Wednesday 1 December 2010

Low pass filter | Your sensor is protected!

Low pass filters are placed directly in front of sensors to reduce the incidence of interference or moire effects. They also act as a useful protection for the sensor surface, and on some cameras the low pass filter can be vibrated to dislodge dust particles.

In fact when you look at a sensor, it's the low pass filter you see, not the sensor surface itself. It's the low pass filter which collects the dust and smears in a digital SLR, and it's the low pass filter you're cleaning when you remove it.


This is a photograph of the Panasonic GF1. What you see through the lens throat is the surface of the low pass filter, and the sensor surface itself is completely covered by it. This camera has a dust removal system which vibrates this low pass filter to remove any dust. The filter prevents the dust reaching the sensor itself. The GF1 isn't a digital SLR, but the principle of the low pass filter is the same on D-SLRs.

This means, incidentally, that sensor cleaning is not necessarily the terrifyingly hazardous process that the camera manual may suggest.
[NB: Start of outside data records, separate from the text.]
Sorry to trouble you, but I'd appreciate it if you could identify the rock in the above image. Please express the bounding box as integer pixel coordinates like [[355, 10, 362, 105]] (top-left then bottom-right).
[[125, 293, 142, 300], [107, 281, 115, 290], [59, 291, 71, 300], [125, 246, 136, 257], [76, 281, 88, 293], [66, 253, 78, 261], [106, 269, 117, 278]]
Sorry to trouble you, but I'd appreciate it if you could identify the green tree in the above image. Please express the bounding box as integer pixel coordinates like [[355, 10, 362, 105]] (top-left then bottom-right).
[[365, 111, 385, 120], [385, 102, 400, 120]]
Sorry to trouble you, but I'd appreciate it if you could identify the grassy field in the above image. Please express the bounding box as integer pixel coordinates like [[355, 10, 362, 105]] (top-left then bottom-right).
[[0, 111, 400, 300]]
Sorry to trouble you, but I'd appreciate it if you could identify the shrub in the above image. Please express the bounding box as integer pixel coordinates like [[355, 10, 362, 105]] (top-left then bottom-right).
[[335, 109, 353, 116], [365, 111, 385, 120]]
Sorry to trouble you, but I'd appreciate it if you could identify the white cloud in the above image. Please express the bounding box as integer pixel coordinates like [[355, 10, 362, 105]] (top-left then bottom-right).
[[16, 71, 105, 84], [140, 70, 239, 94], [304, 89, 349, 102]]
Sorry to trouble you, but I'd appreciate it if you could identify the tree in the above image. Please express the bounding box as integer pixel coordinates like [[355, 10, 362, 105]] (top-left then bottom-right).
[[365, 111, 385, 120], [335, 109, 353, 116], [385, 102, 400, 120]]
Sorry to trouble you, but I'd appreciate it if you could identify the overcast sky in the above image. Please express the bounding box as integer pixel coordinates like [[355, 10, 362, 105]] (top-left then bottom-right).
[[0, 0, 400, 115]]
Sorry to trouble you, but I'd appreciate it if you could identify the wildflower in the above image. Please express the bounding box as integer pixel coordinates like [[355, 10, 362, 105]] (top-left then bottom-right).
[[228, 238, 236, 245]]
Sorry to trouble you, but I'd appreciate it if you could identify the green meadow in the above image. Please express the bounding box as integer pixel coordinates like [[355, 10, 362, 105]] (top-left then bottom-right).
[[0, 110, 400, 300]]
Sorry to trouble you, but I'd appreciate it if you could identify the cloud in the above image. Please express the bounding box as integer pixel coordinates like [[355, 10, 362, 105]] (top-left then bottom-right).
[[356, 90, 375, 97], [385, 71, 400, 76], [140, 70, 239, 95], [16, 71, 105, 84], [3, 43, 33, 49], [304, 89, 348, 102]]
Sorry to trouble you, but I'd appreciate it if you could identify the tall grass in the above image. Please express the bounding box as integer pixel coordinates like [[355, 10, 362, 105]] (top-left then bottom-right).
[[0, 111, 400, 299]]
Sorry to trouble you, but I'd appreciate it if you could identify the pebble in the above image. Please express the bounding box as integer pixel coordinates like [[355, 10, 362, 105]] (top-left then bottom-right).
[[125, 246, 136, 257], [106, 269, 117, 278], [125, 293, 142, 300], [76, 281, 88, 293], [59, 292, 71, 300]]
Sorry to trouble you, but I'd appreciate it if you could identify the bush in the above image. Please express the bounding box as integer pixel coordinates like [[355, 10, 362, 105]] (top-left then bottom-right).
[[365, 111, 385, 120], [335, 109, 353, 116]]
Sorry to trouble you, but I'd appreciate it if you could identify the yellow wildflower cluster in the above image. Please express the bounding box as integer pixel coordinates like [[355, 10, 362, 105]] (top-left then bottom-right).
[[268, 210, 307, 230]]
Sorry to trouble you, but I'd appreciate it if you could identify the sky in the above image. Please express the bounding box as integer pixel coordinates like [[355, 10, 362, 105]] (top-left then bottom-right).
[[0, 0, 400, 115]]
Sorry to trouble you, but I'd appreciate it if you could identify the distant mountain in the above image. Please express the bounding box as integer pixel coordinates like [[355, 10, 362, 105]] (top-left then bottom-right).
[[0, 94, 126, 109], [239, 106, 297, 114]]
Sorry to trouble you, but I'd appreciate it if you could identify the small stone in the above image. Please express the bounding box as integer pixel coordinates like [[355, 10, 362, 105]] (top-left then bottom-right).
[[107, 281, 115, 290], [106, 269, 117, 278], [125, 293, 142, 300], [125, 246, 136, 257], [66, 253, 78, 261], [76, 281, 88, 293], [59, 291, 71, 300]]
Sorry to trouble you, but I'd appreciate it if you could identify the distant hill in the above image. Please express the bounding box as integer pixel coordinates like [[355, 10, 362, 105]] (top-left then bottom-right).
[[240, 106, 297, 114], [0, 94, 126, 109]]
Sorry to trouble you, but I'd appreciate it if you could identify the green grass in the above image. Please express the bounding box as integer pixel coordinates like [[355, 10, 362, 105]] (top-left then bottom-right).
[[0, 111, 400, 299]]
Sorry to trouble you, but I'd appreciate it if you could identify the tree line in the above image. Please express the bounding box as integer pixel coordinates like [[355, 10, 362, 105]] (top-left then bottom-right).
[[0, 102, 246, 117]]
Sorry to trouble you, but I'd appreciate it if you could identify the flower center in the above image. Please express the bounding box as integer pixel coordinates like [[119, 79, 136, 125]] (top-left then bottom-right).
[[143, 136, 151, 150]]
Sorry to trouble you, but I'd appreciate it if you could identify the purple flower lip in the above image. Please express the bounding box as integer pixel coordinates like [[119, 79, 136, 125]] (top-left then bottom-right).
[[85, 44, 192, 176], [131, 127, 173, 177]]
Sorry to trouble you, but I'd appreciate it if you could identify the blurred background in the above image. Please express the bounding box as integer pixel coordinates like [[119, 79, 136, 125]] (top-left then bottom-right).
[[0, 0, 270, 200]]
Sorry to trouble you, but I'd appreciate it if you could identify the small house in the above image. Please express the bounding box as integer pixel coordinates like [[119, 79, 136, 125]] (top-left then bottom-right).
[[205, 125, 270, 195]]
You're not cleaning the super-delicate silicon surface of a chip containing millions of microscopic photosites, but an altogether more robust optical filter in front of it. It's still possible to scratch the surface of a low pass filter, of course, especially since they're so hard to get to, but if it's approached carefully sensor cleaning should be quite safe.

Low pass filters are needed because sensors use rectangular arrays of photosites and if you're photographing a subject whose detail includes a fine rectangular mesh of a similar pitch (iron railings in the distance, maybe, or woven fabrics), there's a good chance of interference effects which appear as tiny colour fringes and artefects in the image.

Low pass filters are necessary, then, but they have a side-effect. They work by slightly blurring very fine detail, and this is one of the reasons why digital images always need some kind of sharpening, which usually takes place in the camera and sometimes again when they're being edited on a computer.


This is illustrated by this photograph taken with a Nikon D50. The strength of the low pass filter in the D50 is unusually low, and the result was that this camera's rendition of fine detail exceeded any other 6 megapixel cameras of the time. The bad news was that some subjects would produce interference/moire effects, visible here as diagonal stripes in the railings on the side of the pier.